È più dolorosa una mazzata sulla testa improvvisa oppure un colpo equivalente, ma atteso? Il senso comune propende per la prima ipotesi, ma è un errore: il dolore alla testa è esattamente lo stesso e i danni provocati non sono diversi. È quello che è accaduto con la procedura di infrazione europea nei confronti dell’Italia. Si tratta, per chiarire i termini agli euroscontenti, di un procedimento il cui meccanismo è stato approvato e votato anche dal governo italiano e dal suo ministro dell’Economia, giusto pochi mesi fa.
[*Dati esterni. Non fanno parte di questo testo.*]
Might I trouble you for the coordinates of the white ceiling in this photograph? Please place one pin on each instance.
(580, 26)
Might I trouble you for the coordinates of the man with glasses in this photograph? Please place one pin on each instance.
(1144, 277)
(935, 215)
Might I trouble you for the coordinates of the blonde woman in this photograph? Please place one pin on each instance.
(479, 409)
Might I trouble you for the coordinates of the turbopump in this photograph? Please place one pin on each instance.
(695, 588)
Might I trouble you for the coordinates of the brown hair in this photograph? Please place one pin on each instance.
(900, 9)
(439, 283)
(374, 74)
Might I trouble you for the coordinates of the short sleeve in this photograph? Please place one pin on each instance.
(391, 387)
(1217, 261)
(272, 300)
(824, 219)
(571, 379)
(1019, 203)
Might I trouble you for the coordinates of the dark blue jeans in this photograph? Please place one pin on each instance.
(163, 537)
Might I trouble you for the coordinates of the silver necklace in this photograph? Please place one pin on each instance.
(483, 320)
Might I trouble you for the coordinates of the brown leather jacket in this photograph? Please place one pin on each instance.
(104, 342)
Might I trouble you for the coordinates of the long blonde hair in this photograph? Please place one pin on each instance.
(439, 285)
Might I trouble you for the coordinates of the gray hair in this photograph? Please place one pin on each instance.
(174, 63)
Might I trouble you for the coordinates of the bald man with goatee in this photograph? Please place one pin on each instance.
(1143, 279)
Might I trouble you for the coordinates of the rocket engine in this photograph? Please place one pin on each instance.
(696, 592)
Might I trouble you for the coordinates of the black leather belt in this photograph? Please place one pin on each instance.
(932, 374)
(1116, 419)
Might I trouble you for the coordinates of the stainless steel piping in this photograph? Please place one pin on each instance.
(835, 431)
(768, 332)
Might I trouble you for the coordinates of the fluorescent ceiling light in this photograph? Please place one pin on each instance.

Insomma, non è un proditorio attacco dei burocrati di Bruxelles all’Italia, ma la conseguenza della riforma del Patto di stabilità, visto e approvato dallo stesso attuale governo italiano. Premesso questo: è sorprendente che i media abbiano accolto la notizia con un’alzata di spalle. In realtà la procedura d’infrazione impatterà sensibilmente con il portafoglio di privati cittadini e imprese.
La procedura di infrazione
In sintesi, la procedura per deficit eccessivo, che coinvolge anche altri sei Paesi, è stata aperta perché lo Stato spende molto più di quanto incassa. Quanto? nel 2023 il 7,4% in più. Immaginate una qualsiasi impresa che fattura 100 mila euro, ma ne spende 107,4 mila. Quanto potrebbe andare avanti? Se il rosso fosse una tantum, a causa di una recessione improvvisa, una pandemia, un’invasione di cavallette, la perdita potrebbe anche essere assorbita senza drammi. Se, però, si tratta di un deficit ricorrente e se, in più, è registrato mentre non c’è ombra di recessione e l’economia tira, allora è frutto di malafinanza. È il caso dell’Italia. La deviazione dalla retta via (il famoso limite del 3%) non è stata considerata temporanea e limitata, dalla Commissione europea che, secondo, gli impegni (ripetiamo: sottoscritti anche dall’attuale governo) deve tappare la falla.
Le conseguenze
Come? Adottando azioni significative entro sei mesi, a cui segue un percorso di aggiustamento che dura generalmente più tempo, in media tra i tre e i cinque anni. Riassumendo: questo governo e i prossimi si troveranno a dover aggiungere un buco in più nella cintura. Anche perché se l’Italia non si adeguerà sono previste sanzioni che aumentano nel tempo e potrebbero causare anche lo stop ai fondi strutturali o di coesione del bilancio europeo. Se c’è ancora qualche stolto che desidera una Italexit, con relativo fallimento di cittadini e imprese, dato che il debito pubblico mostruoso non sarebbe più sottoscritto dai mercati, farebbe bene a meditare sulla propria capritudine.
Quindi, qual è il costo della procedura d’infrazione per l’Italia? Il governo deve garantire un aggiustamento di almeno lo 0,5% del deficit strutturale all’anno, che equivale a spanne a 10 miliardi. C’è però, un rischio peggiore: che il governo si avvalga in sostanza della possibilità dilatatoria concessa dalla legge Ue. La riforma del Patto di stabilità approvata introduce un periodo di transizione (fino al 2027) in cui l’aggiustamento richiesto deve considerare l’incremento negli interessi che si è avuto nel periodo, nonché la necessità di completare gli investimenti previsti dai Pnrr nazionali. In sostanza, la correzione può essere spalmata su più anni. Perché questa è la soluzione peggiore? Perché invece di mettere a stecchetto il bilancio pubblico per un tempo più breve, lo vincola a spendere meno per più anni, con una dieta che si riverbera sugli investimenti (come quelli appena tagliati per il rischio idrogeologico) e, dunque, su imprese e cittadini per lungo tempo. Meglio ingoiare una pillola amara subito che un cucchiaio di sciroppo tutte le sere.